Slow sales of residences in the latest housing development done by the Jamaican Teas group has left the company ruing the opportunity cost of tying up valuable funds in real estate when it could be making money otherwise.
The company said over the past nine months to June, it began the process of exiting its real estate activities.
Of the 30 units in the Belvedere that came to market last December, Jamaican Teas has so far sold only eight, each priced within the $28 million to $30 million, the so-called “sweet spot”.
“It seems like we’re selling them at the rate of one per month. It is quite slow. All we’re really doing is getting back our money that we put in, we’re not making any money off it,” said CEO of Jamaican Teas Limited John Mahfood.
He expects the sales of another three units to be booked in the fourth quarter ending September.
The sale of the units have helped to boost revenue in the third quarter.

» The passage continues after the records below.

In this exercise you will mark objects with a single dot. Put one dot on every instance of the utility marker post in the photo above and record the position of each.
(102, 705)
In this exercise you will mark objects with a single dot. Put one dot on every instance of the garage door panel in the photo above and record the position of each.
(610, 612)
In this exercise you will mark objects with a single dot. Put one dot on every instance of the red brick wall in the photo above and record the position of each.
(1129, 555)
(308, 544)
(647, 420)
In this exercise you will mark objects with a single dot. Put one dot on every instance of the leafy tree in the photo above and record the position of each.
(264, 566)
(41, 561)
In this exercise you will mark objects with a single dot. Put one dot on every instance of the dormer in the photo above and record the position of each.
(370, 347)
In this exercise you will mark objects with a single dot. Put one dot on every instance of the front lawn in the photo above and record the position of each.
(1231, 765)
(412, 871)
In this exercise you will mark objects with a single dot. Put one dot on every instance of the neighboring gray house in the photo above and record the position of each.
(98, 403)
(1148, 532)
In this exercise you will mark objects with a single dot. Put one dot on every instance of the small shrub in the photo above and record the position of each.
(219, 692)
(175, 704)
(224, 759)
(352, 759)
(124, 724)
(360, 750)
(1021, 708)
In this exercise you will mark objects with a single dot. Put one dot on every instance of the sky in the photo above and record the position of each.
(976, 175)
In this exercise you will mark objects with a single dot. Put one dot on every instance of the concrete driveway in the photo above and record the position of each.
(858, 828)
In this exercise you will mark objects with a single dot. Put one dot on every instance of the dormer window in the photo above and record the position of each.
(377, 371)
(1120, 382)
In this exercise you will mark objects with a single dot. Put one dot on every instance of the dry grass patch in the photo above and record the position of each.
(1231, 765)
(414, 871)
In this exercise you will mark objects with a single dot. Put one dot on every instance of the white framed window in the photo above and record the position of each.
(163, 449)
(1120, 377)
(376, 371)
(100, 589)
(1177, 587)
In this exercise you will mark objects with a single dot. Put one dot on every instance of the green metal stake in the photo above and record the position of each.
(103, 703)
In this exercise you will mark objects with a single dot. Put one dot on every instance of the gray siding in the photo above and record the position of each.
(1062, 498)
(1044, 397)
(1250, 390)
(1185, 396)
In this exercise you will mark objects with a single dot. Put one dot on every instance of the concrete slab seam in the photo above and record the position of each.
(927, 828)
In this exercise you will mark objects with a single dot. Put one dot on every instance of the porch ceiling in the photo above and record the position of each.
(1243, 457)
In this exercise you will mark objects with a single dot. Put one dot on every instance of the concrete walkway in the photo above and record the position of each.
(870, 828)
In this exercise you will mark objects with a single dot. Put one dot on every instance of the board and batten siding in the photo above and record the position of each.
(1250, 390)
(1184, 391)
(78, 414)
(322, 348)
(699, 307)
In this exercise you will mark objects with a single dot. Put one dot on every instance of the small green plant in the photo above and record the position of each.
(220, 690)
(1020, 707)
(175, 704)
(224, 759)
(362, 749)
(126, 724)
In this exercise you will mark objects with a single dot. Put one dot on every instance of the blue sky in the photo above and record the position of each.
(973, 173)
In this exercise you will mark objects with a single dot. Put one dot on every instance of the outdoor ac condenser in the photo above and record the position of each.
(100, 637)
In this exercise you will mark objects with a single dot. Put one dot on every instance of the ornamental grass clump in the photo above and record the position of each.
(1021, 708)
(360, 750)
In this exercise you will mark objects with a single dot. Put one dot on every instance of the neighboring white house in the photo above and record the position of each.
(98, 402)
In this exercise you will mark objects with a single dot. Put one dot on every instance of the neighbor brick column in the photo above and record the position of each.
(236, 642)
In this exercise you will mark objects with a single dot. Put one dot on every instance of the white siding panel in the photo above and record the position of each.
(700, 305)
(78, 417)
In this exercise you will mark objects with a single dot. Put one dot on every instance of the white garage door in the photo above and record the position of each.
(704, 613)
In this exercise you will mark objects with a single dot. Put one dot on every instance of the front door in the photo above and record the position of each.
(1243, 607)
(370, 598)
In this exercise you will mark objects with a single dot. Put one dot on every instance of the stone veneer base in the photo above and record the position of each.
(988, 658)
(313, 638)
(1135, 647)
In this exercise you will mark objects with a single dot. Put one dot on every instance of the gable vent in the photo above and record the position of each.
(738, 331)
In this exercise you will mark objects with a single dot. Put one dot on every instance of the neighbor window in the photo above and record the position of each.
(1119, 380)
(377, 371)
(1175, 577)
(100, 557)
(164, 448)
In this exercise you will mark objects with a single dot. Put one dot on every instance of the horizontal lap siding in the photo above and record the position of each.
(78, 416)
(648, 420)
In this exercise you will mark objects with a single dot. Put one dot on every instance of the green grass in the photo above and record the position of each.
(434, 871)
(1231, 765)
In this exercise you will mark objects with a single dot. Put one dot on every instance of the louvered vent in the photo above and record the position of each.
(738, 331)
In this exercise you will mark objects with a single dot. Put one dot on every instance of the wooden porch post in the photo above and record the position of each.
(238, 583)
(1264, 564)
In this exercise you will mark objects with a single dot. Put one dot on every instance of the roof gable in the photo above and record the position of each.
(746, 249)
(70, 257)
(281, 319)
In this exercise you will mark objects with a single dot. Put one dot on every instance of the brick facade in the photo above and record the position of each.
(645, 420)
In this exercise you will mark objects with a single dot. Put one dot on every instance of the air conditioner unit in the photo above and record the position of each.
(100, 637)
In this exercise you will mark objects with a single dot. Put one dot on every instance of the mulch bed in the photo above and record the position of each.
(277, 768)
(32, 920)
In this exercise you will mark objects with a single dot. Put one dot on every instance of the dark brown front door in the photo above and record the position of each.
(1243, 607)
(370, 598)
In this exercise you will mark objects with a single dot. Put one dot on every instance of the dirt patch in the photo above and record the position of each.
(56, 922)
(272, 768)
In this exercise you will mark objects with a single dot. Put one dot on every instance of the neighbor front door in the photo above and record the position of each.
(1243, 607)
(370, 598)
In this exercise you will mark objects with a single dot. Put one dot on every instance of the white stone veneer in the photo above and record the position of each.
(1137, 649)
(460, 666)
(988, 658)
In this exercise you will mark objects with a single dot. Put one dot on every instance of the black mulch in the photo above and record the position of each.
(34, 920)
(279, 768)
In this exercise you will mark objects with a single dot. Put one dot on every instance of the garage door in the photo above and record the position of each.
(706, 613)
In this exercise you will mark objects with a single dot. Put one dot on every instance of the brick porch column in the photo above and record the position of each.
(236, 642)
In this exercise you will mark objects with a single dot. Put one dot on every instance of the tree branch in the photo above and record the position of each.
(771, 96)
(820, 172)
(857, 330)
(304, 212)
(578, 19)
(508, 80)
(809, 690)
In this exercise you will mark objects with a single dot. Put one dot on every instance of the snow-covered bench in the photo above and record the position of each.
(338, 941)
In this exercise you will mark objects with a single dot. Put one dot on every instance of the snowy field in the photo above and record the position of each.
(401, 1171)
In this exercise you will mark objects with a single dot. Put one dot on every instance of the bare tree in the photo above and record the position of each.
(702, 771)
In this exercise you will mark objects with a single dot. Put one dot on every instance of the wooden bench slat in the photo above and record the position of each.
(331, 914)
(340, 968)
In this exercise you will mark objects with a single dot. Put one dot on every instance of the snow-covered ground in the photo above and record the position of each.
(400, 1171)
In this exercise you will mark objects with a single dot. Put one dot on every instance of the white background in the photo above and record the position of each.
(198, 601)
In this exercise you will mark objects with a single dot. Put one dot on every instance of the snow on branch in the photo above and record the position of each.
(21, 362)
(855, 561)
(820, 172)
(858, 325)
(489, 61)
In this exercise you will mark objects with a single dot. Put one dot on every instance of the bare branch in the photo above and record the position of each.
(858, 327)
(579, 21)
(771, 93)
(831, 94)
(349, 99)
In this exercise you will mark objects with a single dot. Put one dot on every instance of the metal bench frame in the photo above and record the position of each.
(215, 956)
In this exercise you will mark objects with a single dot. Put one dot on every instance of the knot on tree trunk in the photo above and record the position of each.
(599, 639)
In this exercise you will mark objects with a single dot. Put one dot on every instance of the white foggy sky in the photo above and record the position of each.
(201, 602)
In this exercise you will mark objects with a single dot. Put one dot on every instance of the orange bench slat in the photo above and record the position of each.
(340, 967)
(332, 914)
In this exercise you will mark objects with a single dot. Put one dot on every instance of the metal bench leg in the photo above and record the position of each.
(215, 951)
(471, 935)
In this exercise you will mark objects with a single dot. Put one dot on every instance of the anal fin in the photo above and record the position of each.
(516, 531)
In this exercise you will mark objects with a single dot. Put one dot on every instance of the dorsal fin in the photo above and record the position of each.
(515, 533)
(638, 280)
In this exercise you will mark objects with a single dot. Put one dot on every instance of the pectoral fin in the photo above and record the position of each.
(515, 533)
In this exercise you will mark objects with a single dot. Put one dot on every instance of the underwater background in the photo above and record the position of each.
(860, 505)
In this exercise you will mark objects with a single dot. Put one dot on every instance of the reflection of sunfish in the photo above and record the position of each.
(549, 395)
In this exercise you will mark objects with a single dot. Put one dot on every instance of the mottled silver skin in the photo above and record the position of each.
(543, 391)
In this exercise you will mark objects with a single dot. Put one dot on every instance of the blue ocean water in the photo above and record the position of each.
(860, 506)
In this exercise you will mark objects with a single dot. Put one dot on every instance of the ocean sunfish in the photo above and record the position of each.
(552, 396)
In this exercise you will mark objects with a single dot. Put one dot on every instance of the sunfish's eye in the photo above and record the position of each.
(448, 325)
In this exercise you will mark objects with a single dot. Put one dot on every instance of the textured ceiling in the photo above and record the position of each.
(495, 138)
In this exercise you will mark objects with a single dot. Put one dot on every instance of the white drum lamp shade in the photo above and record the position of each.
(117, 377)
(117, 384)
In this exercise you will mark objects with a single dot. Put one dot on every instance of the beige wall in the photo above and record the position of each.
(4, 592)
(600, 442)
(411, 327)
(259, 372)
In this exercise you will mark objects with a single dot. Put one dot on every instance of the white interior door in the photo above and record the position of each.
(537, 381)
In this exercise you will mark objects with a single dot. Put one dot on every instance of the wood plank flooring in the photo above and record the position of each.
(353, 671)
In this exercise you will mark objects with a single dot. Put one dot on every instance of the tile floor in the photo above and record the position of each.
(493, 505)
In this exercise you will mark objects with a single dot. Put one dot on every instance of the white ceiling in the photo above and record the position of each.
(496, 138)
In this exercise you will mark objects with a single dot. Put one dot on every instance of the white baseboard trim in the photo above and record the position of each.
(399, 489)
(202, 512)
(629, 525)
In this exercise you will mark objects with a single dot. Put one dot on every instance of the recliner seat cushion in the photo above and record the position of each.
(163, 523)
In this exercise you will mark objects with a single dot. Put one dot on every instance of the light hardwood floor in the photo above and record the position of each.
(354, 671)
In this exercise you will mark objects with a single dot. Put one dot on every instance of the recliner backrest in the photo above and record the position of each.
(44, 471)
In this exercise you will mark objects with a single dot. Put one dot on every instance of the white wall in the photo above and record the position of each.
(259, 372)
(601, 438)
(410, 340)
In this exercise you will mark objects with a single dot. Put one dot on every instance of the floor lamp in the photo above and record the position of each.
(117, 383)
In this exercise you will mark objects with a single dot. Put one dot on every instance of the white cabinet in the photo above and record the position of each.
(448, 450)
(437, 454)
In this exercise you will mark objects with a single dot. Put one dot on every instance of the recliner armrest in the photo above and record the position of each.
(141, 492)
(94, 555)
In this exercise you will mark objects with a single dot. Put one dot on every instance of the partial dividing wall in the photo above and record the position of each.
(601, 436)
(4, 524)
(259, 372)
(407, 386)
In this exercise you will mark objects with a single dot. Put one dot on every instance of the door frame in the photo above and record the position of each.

Revenue for the company was up by $57 million or eight per cent, from $715 million a year ago to $771 million. Jamaican Teas said “$28 million of this increase reflected the absence of real estate revenues in the year ago period.”
For the third quarter ending June, group profit was down 52 per cent from $179.56 million to $85.57 million.
“This primarily reflects the unusually high investment gains reported by QWI in the June 2023 quarter which were not repeated this quarter,” the company said.
Jamaican Teas is mainly in the business of tea manufacturing, but the group is also into retail grocery, holds stakes in two investment firms, and owns three companies that do real estate business, namely, LTJ Managers Limited, H Mahfood & Sons Limited and H Mahfood and Sons 2020 Limited. The latter two are property developers.
Mahfood says he is not satisfied with the return on investment when it comes to real estate; and that as a small developer, Jamaican Teas cannot achieve the same levels of efficiency as large operators since it does not own construction equipment.
Small operators also have to rely on their own resources, since commercial banks refuse to adequately finance projects, at times only giving about 50 per cent of the funds required, Mahfood said.
“We tie up a lot of money into the project and have to wait two to three years to see anything,” he said.
The $800 million invested in Belvedere would have been better placed were it utilised for the acquisition of a manufacturing entity, he remarked.
“There will be opportunities that will come up to buy other manufacturing companies and we want to have the cash available to take advantage of those opportunities,” said the JamTeas CEO.
“It would be better to use those funds to further our own business; in our case, tea manufacturing and other endeavours that are close to that and aligned our goal of more exports,” he added.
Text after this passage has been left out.